Der virale Effekt von Stress

Dass auch Stress hoch ansteckend ist, merkt man schnell. Und irgendjemand in der privaten oder beruflichen Umgebung, hat immer Stress! Neurowissenschafter am Leipziger Max-Planck-Institut haben nun die Voraussetzungen und Ansteckungsmöglichkeiten von Stress nachgewiesen.

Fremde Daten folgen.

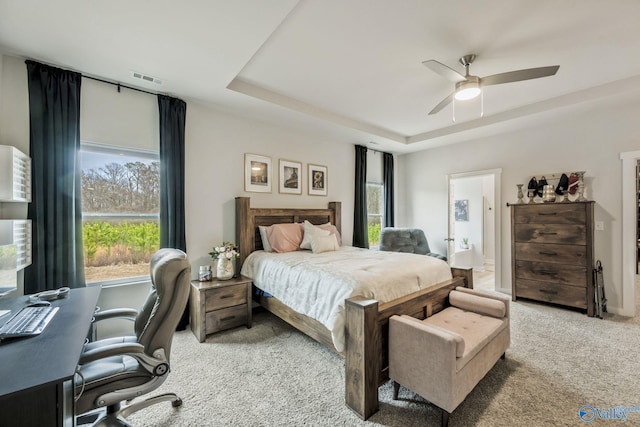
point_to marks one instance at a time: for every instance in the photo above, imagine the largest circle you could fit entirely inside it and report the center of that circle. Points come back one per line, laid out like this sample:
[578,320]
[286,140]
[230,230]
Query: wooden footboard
[367,334]
[367,321]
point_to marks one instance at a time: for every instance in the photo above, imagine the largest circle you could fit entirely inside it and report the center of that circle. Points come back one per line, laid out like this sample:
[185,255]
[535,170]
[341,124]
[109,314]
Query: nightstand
[219,304]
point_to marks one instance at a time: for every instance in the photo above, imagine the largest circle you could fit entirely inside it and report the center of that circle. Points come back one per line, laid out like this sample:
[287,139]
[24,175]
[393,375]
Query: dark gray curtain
[360,229]
[387,172]
[55,208]
[173,114]
[172,121]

Stress gilt allgemein als zentraler Krankheitsauslöser. Nun wurde erstmals nachgewiesen, dass er auch ansteckend ist. Alleine beim Beobachten gestresster Menschen steigt der eigene Cortisolspiegel – Cortisol ist allgemein als das Stresshormon bekannt.

Der virale Effekt von Stress

(c) pixelio.de / Tanja

Je näher einem die gestresste Person steht, desto mehr spricht man darauf an. Drei Wissenschafter des Max-Planck-Instituts in Leipzigs sowie der TU Dresden haben Probanden einer akuten Stresssituation ausgesetzt, dabei ist bei 30 Prozent der Beobachter ebenfalls der Kortisolspiegel in die Höhe geschnellt.

Empathische Stressreaktion

Selbst bei der Beobachtergruppe, die die Situation nur über Video mitverfolgte, schüttete jeder vierte im eigenen Körper ordentlich Stresshormone aus. Diese empathische Stressreaktion wurde übrigens, in gleicher Weise bei Männern und Frauen beobachtet.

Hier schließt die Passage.